Question

Jackie buys 3 hot dogs and 1 pretzel from a restaurant for $12.25. Sylvia buys 2 hot dogs and 2 pretzels from the same restaurant for $16.50. Which system of equations can be used to determine the price of the hot dog (h) and a pretzel (p) at the restaurant?

A. 3h + p = 12.25
2h + 2p = 16.50
B. 2h + 2p = 12.25
3h + p = 16.50
C. 3h + p = 16.50
2h + 2p = 12.25
D. 2h + 2p = 16.50
3h + p = 12.25

Answer 1

The system of equations that can be used to determine the price of the hot dog (h) and pretzel (p) at the restaurant is option D: 2h + 2p = 16.50, 3h + p = 12.25. To solve the system, use the method of elimination or substitution.

Step-by-step explanation:

The system of equations that can be used to determine the price of the hot dog (h) and a pretzel (p) at the restaurant is option D. The system of equations is:

• 2h + 2p = 16.50
• 3h + p = 12.25

To solve this system of equations, we can use the method of substitution or elimination.

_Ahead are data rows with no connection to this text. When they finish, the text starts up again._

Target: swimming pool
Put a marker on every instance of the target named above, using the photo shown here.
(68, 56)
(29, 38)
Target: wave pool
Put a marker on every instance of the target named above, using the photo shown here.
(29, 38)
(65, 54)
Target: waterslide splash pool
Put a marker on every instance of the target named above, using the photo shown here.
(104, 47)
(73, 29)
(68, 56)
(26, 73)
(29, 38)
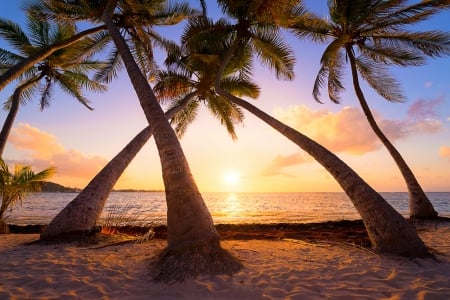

Let's use the method of elimination:

1. Multiply the first equation by 3 to eliminate the h term: 6h + 6p = 49.50
2. Subtract the second equation from the first equation: 6h + 6p - (3h + p) = 49.50 - 12.25
3. Simplify: 3h + 5p = 37.25

Now we have a new system of equations: 3h + 5p = 37.25 and 3h + p = 12.25. We can solve this system using the method of substitution or elimination to find the values of h and p.